Wenn es eine wirkliche Insellösung ist, "abisoliert" gegen die gesamte Umwelt, so daß man noch nicht einmal die Daten rauskriegt, die man als übergreifende Information braucht, dann ist das Quatsch. Im übrigen vertrete ich die Auffassung, daß wir die großen Zahlenmühlen- eine Weile ging der Trend ja dahin - in Zukunft nicht mehr brauchen werden. Ich vertrete darüber hinaus die Ansicht, daß man die Augenblicksfertigkeit der Information bloß innerhalb bestimmter Arbeitsgebiete wie beispielsweise der Buchhaltung benötigt, ansonsten ist es ausreichend, wenn man tagfertig ist. Und das spricht zwar für Online-Terminals, nicht unbedingt jedoch für Dialog-Betrieb.

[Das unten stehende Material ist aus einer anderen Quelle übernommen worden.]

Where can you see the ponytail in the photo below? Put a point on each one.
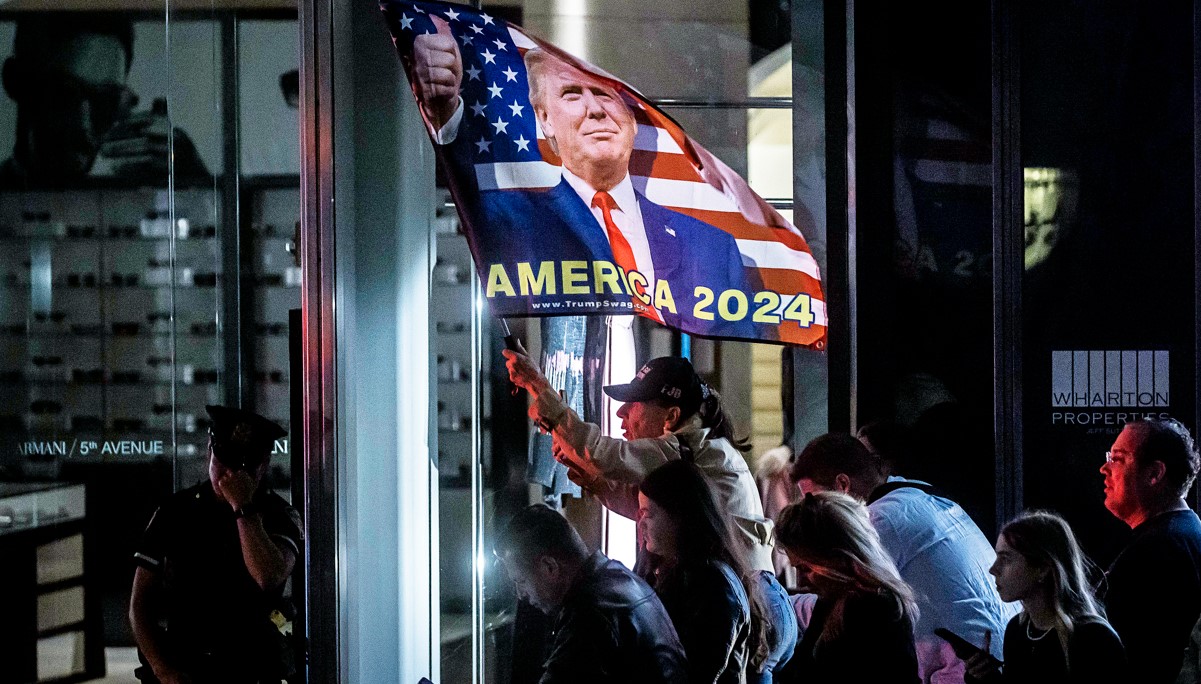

Christian Hollwich (39) ist seit dreieinhalb Jahren EDV-Leiter der Firma Agrob, Ismaning bei München, eines führenden deutschen Produzenten von Keramik-Fliesen und -platten mit mehreren Werken in der Bundesrepublik. Sein berufIicher Werdegang: Diplom-Ingenieur der Nachrichtentechnik, im Anschluß daran Diplom-Ingenieur der Nachrichtentechnik, im Anschluß daran Diplom-Wirtschaftsingenieur, dann Operations Research, dann IBM fünf Jahre als Systemberater), schließlich Agrob.